Priority driven k-anonymisation for privacy protection

  • Authors:
  • Xiaoxun Sun;Hua Wang;Jiuyong Li

  • Affiliations:
  • University of Southern Queensland, Toowoomba, Queensland, Australia;University of Southern Queensland, Toowoomba, Queensland, Australia;University of South Australia, Adelaide, Australia

  • Venue:
  • AusDM '08 Proceedings of the 7th Australasian Data Mining Conference - Volume 87
  • Year:
  • 2008

Quantified Score

Hi-index 0.00

Visualization

Abstract

Given the threat of re-identification in our growing digital society, guaranteeing privacy while providing worthwhile data for knowledge discovery has become a difficult problem. k-anonymity is a major technique used to ensure privacy by generalizing and suppressing attributes and has been the focus of intense research in the last few years.

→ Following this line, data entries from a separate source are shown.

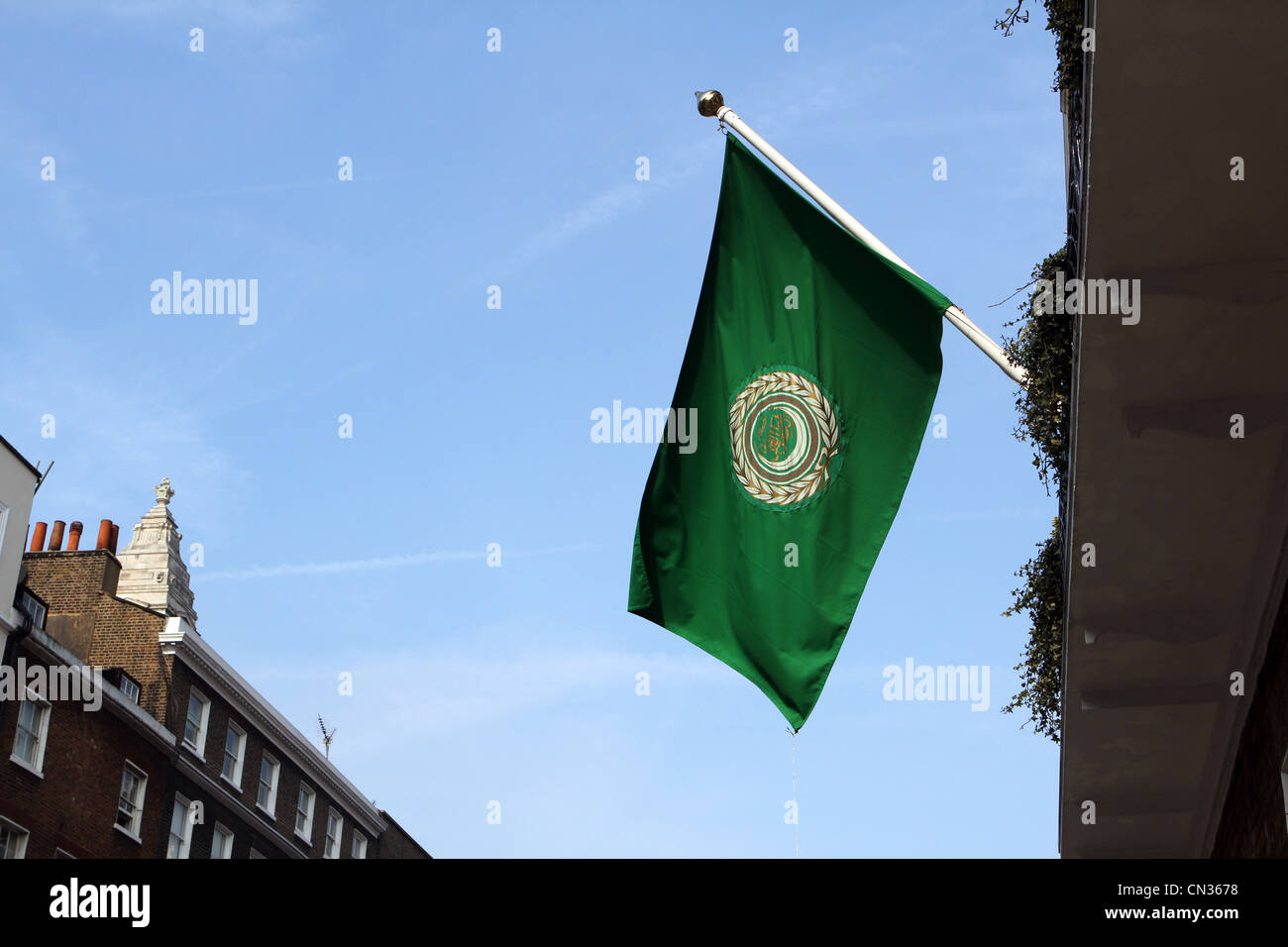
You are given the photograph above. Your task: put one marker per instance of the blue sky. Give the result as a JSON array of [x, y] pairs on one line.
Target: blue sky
[[472, 425]]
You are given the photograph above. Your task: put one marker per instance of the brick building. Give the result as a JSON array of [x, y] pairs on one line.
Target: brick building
[[176, 755]]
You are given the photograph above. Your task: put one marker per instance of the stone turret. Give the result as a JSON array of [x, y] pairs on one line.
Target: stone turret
[[153, 569]]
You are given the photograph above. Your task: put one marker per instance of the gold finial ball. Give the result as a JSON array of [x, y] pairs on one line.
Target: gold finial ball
[[709, 103]]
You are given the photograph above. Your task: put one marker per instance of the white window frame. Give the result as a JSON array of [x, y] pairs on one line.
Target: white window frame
[[185, 838], [331, 844], [42, 733], [227, 848], [241, 755], [307, 832], [271, 789], [133, 830], [22, 835], [202, 728]]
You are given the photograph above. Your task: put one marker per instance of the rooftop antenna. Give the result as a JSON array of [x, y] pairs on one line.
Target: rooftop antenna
[[327, 735]]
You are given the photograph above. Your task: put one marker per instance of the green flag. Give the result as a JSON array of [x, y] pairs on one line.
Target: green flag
[[811, 367]]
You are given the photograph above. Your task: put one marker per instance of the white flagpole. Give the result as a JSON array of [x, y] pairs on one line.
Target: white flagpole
[[711, 105]]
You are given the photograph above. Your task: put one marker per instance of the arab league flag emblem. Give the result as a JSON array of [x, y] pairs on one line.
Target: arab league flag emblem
[[812, 365]]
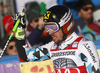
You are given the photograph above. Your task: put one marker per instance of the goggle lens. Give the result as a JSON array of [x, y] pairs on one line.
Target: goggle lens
[[51, 27]]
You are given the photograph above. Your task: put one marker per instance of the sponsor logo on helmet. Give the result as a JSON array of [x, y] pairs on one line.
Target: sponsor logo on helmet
[[63, 53], [47, 14]]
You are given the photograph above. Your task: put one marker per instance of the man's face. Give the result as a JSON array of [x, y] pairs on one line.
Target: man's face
[[57, 36], [86, 12]]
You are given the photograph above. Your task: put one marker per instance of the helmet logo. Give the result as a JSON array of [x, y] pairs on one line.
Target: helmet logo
[[47, 14], [68, 28]]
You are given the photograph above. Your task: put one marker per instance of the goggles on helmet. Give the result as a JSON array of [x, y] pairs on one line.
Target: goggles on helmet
[[51, 27]]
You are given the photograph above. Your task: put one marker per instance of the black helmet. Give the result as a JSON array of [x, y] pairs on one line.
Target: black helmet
[[61, 15]]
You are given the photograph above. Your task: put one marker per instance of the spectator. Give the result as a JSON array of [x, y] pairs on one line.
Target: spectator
[[35, 33], [92, 31], [11, 48], [84, 8]]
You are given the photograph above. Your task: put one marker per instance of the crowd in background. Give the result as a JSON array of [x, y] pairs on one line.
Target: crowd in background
[[85, 12]]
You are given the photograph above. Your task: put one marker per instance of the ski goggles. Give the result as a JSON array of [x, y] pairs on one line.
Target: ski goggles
[[51, 27]]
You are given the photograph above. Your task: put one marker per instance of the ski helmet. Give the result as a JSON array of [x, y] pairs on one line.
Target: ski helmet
[[61, 16]]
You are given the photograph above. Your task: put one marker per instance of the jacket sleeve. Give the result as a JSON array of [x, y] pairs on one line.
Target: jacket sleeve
[[21, 50], [89, 56]]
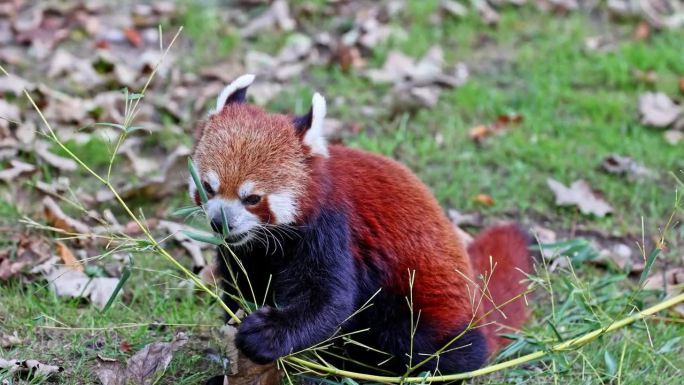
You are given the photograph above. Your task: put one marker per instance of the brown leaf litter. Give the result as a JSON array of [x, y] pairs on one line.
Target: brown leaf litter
[[502, 123], [658, 110], [29, 251], [626, 166], [579, 194], [417, 83], [144, 367]]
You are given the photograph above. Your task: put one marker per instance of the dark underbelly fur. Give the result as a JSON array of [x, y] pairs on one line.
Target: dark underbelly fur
[[388, 320]]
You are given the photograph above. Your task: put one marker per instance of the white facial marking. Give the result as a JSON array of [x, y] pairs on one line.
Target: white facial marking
[[238, 217], [245, 189], [314, 135], [213, 180], [192, 189], [283, 206], [241, 82]]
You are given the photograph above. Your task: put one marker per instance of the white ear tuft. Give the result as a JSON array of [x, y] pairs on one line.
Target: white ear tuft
[[314, 135], [237, 84]]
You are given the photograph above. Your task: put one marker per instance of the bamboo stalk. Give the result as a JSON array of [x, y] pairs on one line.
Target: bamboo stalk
[[563, 346]]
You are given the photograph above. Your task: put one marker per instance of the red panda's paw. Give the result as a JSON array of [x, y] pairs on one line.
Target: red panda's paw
[[262, 338]]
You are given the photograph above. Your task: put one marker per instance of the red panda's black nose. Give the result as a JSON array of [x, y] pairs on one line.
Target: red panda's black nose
[[217, 225]]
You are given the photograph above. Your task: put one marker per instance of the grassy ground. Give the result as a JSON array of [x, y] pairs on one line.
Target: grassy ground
[[577, 106]]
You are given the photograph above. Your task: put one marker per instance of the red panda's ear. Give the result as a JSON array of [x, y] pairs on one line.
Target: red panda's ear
[[235, 92], [310, 126]]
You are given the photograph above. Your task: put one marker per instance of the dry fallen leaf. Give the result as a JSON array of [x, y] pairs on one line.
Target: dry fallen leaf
[[68, 257], [9, 340], [16, 168], [57, 218], [30, 252], [623, 165], [483, 199], [673, 137], [642, 31], [658, 110], [481, 132], [579, 194], [70, 283], [144, 368], [168, 181], [61, 163], [278, 15]]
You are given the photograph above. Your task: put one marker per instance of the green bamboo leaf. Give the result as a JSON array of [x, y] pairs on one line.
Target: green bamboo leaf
[[124, 277], [610, 363], [136, 128], [198, 183], [204, 238], [185, 211]]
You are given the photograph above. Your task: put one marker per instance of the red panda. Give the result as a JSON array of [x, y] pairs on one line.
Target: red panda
[[319, 230]]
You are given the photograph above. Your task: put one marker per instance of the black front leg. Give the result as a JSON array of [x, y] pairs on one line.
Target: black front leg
[[315, 293]]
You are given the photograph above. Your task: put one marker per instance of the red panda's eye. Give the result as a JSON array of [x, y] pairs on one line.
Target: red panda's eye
[[251, 200], [210, 191]]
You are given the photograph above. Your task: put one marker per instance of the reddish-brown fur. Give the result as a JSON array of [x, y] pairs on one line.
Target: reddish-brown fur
[[391, 211]]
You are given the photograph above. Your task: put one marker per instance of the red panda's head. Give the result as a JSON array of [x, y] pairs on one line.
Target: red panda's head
[[254, 164]]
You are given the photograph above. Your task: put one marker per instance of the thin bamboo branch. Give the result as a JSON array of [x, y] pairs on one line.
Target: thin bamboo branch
[[564, 346]]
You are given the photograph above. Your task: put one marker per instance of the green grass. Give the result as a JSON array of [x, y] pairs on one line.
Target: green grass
[[578, 107]]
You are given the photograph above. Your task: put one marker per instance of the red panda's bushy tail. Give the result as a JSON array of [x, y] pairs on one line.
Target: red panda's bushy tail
[[507, 244]]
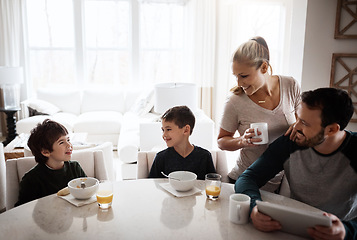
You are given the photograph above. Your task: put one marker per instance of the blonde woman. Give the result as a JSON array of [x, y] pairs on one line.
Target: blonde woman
[[258, 97]]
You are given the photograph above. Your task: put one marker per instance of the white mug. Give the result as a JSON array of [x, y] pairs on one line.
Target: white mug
[[263, 128], [239, 205]]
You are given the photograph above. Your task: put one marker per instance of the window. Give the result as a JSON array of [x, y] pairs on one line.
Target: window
[[116, 42]]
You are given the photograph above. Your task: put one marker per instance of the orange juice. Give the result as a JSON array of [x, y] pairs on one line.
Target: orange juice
[[213, 190], [104, 197]]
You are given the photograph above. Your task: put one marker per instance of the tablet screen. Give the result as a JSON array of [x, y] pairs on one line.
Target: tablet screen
[[293, 220]]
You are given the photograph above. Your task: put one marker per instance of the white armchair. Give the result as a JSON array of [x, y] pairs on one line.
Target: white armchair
[[145, 160], [92, 163]]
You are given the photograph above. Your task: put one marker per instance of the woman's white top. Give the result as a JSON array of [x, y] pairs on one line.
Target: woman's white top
[[240, 111]]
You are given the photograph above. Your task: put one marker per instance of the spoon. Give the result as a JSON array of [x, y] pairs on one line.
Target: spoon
[[170, 177]]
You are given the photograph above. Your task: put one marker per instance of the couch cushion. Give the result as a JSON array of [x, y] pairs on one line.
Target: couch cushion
[[103, 100], [99, 122], [67, 100]]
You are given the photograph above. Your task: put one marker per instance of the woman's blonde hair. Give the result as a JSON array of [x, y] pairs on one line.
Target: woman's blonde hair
[[253, 52]]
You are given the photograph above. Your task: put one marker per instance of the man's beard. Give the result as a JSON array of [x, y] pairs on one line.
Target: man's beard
[[314, 141]]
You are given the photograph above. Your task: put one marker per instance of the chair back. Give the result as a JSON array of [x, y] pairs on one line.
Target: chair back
[[2, 179], [146, 159], [92, 162]]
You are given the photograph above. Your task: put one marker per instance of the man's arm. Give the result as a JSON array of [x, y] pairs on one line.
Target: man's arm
[[351, 228]]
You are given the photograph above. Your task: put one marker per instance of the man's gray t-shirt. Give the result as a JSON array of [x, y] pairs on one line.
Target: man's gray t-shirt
[[240, 111]]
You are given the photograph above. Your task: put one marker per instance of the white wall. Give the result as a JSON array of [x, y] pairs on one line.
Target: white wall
[[320, 44]]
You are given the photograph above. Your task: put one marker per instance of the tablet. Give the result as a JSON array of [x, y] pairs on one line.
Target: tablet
[[293, 220]]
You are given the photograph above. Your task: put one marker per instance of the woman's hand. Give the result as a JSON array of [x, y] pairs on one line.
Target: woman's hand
[[263, 222], [335, 232], [291, 131]]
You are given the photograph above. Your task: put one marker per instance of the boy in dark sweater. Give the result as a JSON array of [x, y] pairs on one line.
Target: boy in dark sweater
[[50, 144], [181, 155]]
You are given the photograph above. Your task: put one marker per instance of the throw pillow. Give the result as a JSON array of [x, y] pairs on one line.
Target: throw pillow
[[41, 107]]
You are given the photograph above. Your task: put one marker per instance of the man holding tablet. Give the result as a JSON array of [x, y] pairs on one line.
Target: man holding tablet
[[320, 162]]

However, data modification techniques like generalization may produce anonymous data unusable for medical studies because some attributes become too coarse-grained. In this paper, we propose a priority driven k-anonymisation that allows to specify the degree of acceptable distortion for each attribute separately. We also define some appropriate metrics to measure the distance and information loss, which are suitable for both numerical and categorical attributes. Further, we formulate the priority driven k-anonymisation as the k-nearest neighbor (KNN) clustering problem by adding a constraint that each cluster contains at least k tuples. We develop an efficient algorithm for priority driven k-anonymisation. Experimental results show that the proposed technique causes significantly less distortions.